Regardless of the manner in which real criminals are forced into exemption from assuming fiscal responsibility for their lives, the primary and fundamental issue is that prison is a form of involuntary servitude. Even if prisoners were not paid for their labor, so long as one could properly show that the proceeds from their labor were used to support them physically, one could regard moral objections to such unpaid labor as I have described it as an extension of the defense of welfarism. Indeed, if they are paid a wage for their labor one may recommend that their wages be garnished for child support, credit debt, and any outstanding fiscal responsibilities they have to others.

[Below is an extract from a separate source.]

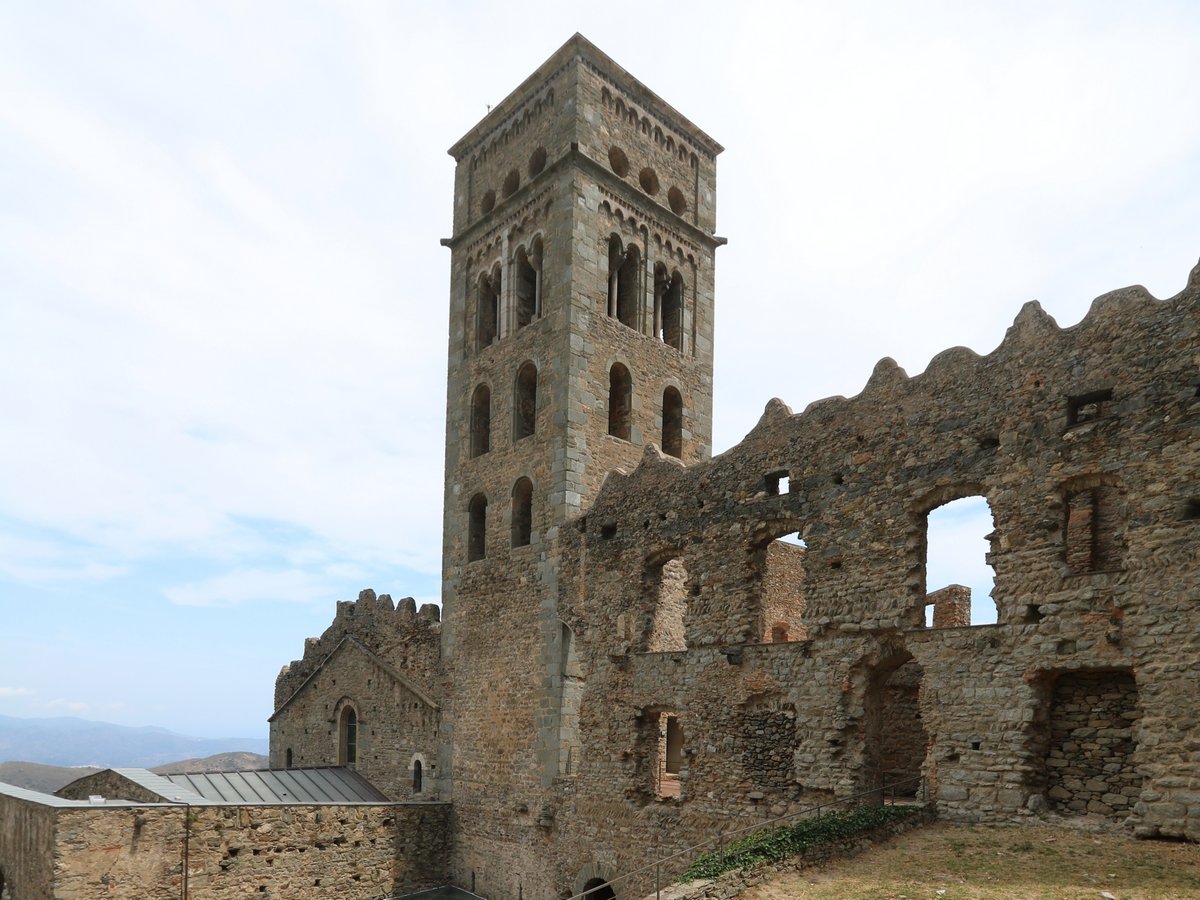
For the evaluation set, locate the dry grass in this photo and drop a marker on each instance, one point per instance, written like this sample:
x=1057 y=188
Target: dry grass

Tax-funded prisoner upkeep is an unfair burden to place on private citizens who should not have to double pay for their safety. Their taxes are already paying law enforcement agents who are responsible for enforcing the law. Why should citizens then have to pay for the welfare of the very agents who are threats to, menaces to, and violators of rights? If private citizens are working up to 60 hours a week to make ends meet by allocating their labor among three jobs, then why should incarcerated criminals not have to work as many hours as is necessary to exempt them from being a financial burden to society?
Slavery is never all right nor morally justifiable even against criminals; but neither is involuntary taxation legitimate when used to provide a way of life for most American prisoners who enjoy accoutrements and benefits of a middle-class existence that many a free person in an impoverished Third World country simply lacks.
The terminology surrounding the 13th Amendment may be rectified at the ballot box. The moral principle that makes it contentious is not that controversial. Criminals forfeit certain rights when they have wantonly violated the rights of others. A transfer of certain responsibilities one has for one’s life (responsibility for one’s fate, destiny, and fiscal upkeep) does not automatically happen when one is ethically removed from the public sphere which one has contaminated by harming others. One is still a participant in one’s self-preservation because there are other ways to bring the marketplace into the domain of the penal system. This will undoubtedly enrage and unhinge prison abolitionists.
Let’s clean up the language of the 13th Amendment if such a feat is required. Agreed. And then let us remind criminals entering the penal system: There are no free lunches. You will pay as you go.